Александр Македонский. Погибший замысел. Глава 47

      Глава 47

      Чёрная неблагодарность любимого терзала и сердце Гефестиона, его чувство покрывали язвы неправедных расправ. Филота, Парменион, Клит — сколько их ещё будет впереди? Путь Александра был полит кровью, тысячи македонян — молодых, здоровых — сгинули в битвах, в горах и в пустынях, на краю земли, куда они не хотели идти, тысячи были искалечены, тысячи расселены за тридевять земель от отчизны. Сотни тысяч покорённых были истреблены — это, конечно, были не совсем люди, но Гефестион любил животных, а злобными они стали, потому что на их гнёзда, норы и берлоги покушались незваные гости. Это не забывалось, это оседало в памяти недобрым и рано или поздно должно было аукнуться. А хуже всего было то, что вот такого злобного, кровожадного, подлого и вероломного Александра Гефестион любил и знал, что через несколько часов, когда скорбные рыдания стихнут, он пойдёт к сыну Зевса и станет его утешать, то есть в какой-то мере оправдывать чёрное зло, — это было невыносимо.

      Александр тем временем отказывался от еды и питья, по-прежнему никого не хотел видеть и, только окончательно выдохшись, впустил к себе успокоителей — их набралось прилично. Анаксарх, Аристандр и Каллисфен обступили царя и наперебой стали уверять, что в случившемся нет его вины: рядом с Зевсом восседает правосудие — суд бога не может быть неправедным; всё, что делает царь, справедливо, ибо он поставлен главным над всеми остальными — виноват Клит, его дерзость переполнила чашу терпения и должна была быть наказана; это Дионис рассвирепел, разъярился, когда Александр принёс жертвы не ему, а Диоскурам, — и в происшедшем вина ложится только на Диониса. За всё это Александр схватился, как за соломинку, которую увещеватели превращали в бревно льстивыми речами. Сын Зевса не может быть неправ, он всегда вершит справедливое. Отболтав своё, успокаивавшие Александра удалились с сознанием выполненного долга — тогда к царю вошёл Гефестион.

      Вид любимого был страшен. Растрёпанный, с потухшим взглядом и воспалёнными глазами, с распухшими слезами и носом, с искусанными губами и расцарапанными щеками, он менее всего походил на того, кем представил его четыре года назад оракул Амона в оазисе Сива, упрятанном в египетской пустыне. Гефестион прижал к груди горячую голову.

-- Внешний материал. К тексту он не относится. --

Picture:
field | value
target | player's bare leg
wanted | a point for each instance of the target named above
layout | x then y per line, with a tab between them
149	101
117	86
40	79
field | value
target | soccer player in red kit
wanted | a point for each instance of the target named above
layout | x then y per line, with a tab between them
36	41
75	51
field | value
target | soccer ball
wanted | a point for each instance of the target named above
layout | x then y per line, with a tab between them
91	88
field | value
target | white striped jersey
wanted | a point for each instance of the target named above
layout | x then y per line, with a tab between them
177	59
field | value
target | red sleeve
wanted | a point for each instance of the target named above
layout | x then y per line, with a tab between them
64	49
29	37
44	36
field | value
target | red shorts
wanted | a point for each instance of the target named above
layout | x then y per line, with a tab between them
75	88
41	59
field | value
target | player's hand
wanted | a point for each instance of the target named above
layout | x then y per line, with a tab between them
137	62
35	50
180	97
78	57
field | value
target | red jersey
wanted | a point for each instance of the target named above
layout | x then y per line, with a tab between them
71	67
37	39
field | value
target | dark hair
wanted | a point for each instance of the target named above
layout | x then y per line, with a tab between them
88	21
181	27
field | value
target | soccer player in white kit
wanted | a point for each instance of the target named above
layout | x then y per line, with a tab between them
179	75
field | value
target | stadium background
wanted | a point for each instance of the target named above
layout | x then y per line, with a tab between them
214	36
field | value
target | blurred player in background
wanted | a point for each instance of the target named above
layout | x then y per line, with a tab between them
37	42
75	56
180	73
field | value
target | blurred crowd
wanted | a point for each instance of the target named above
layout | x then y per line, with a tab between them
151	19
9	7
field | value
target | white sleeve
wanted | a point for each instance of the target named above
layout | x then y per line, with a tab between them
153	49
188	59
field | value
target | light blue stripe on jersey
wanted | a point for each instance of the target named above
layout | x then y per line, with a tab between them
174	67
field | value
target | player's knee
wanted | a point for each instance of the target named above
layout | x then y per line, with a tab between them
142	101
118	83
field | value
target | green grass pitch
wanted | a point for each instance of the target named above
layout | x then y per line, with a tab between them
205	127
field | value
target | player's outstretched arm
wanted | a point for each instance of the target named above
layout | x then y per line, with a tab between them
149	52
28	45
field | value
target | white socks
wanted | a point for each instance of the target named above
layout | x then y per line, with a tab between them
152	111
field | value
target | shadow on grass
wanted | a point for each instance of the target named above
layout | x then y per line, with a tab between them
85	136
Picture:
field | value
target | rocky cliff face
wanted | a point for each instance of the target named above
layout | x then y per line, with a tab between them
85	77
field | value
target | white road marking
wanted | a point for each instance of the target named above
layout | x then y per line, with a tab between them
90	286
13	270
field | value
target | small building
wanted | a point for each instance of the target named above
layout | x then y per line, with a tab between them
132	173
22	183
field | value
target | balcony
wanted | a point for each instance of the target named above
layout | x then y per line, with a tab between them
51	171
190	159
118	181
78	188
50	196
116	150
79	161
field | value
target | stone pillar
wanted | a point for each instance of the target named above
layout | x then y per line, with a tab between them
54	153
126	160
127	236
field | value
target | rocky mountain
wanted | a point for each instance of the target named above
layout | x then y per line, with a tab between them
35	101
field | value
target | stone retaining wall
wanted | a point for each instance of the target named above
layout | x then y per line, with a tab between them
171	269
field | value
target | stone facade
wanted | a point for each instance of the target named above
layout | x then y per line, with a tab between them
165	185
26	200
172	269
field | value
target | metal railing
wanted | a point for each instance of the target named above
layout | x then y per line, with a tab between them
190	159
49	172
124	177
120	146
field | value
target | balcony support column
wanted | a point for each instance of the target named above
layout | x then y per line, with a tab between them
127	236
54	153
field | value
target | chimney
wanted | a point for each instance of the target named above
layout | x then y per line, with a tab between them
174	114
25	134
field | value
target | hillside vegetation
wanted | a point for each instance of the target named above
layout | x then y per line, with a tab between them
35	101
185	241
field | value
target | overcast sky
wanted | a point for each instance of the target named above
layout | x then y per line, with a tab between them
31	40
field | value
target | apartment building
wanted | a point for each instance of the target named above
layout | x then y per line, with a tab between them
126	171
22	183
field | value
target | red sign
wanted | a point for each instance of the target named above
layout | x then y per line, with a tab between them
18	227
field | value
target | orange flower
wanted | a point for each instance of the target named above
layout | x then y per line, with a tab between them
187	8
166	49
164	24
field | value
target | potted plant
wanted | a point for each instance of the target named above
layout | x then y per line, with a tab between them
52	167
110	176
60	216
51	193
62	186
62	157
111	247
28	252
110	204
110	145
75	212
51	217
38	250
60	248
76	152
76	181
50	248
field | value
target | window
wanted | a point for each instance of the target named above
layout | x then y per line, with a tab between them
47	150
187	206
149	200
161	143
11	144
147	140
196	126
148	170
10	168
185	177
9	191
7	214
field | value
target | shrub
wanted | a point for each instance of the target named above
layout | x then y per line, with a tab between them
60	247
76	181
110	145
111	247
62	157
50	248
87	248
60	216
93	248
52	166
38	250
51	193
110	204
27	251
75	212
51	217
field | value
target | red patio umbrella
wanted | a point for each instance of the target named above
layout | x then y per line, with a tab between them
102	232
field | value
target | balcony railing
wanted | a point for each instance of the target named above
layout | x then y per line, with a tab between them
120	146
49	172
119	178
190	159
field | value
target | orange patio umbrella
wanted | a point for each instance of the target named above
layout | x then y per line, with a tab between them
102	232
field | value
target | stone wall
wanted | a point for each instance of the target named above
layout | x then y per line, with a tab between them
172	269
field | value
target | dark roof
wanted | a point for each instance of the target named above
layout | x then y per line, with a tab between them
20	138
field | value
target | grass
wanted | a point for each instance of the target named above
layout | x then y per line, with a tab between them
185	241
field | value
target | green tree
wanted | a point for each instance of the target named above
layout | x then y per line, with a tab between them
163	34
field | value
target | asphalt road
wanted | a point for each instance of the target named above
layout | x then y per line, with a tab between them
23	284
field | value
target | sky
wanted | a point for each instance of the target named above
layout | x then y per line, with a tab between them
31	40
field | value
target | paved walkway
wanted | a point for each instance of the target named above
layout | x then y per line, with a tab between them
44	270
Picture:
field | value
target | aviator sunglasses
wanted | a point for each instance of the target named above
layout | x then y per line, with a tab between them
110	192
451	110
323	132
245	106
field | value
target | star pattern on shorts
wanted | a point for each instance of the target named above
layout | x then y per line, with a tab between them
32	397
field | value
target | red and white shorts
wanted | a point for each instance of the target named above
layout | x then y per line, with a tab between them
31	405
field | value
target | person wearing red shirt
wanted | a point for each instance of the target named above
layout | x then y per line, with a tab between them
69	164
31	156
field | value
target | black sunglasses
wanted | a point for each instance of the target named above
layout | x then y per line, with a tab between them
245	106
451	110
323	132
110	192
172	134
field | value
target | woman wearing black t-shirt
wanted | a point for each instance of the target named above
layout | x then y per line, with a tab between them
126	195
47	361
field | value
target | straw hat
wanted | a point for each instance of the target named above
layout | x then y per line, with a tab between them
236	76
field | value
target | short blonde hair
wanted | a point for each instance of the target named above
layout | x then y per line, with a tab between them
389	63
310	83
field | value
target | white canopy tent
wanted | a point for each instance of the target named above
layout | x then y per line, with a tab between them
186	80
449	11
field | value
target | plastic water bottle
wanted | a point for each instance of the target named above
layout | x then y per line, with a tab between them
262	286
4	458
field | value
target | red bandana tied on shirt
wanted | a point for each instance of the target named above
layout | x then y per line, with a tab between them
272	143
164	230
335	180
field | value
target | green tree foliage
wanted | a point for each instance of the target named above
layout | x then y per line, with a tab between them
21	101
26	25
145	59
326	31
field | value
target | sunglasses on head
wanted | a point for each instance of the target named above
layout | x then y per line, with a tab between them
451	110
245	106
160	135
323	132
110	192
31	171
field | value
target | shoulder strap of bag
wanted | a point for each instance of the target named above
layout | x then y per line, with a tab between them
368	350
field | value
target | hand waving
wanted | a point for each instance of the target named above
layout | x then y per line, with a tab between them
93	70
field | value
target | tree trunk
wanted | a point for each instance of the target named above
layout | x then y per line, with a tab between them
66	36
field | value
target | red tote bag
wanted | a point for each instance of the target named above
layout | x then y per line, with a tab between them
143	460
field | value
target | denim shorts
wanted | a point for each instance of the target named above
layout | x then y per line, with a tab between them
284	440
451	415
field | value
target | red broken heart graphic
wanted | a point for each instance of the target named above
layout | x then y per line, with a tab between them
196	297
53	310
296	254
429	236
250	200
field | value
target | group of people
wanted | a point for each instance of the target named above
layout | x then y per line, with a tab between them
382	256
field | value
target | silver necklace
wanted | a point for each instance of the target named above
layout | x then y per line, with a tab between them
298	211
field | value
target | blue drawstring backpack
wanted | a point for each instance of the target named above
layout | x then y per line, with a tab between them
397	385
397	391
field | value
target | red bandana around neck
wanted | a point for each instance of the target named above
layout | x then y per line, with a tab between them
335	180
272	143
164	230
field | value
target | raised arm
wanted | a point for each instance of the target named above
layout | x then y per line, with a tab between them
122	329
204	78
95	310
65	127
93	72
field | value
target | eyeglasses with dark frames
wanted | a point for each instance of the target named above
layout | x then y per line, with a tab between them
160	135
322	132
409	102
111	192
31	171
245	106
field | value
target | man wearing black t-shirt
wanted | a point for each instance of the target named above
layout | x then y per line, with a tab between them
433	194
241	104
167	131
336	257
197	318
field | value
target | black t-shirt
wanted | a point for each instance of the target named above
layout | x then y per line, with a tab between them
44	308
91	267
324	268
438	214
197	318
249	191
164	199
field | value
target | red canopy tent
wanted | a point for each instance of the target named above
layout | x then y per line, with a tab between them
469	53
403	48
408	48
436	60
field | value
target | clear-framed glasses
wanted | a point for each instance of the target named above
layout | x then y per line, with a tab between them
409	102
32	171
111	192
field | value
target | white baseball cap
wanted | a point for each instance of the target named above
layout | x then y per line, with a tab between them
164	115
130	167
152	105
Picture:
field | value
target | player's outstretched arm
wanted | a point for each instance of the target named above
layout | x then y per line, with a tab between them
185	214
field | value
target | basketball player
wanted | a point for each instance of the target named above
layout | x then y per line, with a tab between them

      — Я не виноват, правда, правда? Ну скажи мне это! — стал умолять Александр.

      — Конечно, конечно. — Гефестион укачивал Александра в своих объятиях, проводил по спутанным прядям, гладил пылавшие щёки и содрогался от омерзения к самому себе и творимому собственным умом кощунству. — Тебе уже всё сказали.

      — Ведь правда, правда?

      — Правда. Только знаешь, что ты должен сделать в память о Клите?

      — Что?

      — Ты хотел, чтобы он стал сатрапом Согдианы?

      — Да.

      — Его нет — усмири вместо него эту сатрапию, исполни то, что он уже не сможет сделать.

      — Да, конечно! — воспрял Александр. — Конечно, конечно, я сделаю это в его память.

      — И ко всеобщему спокойствию. И ещё… знаешь что… Роди ребёнка.

      — Ребёнка? — удивился Александр.

      — Да, уже пора, тебе нужен наследник.

      — А ты?

      — Патрокл умрёт раньше Ахилла.

      — Ну вот опять…

      — Это от нас не зависит — тебе же только что говорили это. Ахилл должен иметь сына, чтобы передать ему свою империю.

      — А кто его родит?

      — Кто хочешь. Да вот Барсина. Ты ничего не имеешь против неё, она почти македонянка, несколько детей у неё уже есть — значит, рожать может.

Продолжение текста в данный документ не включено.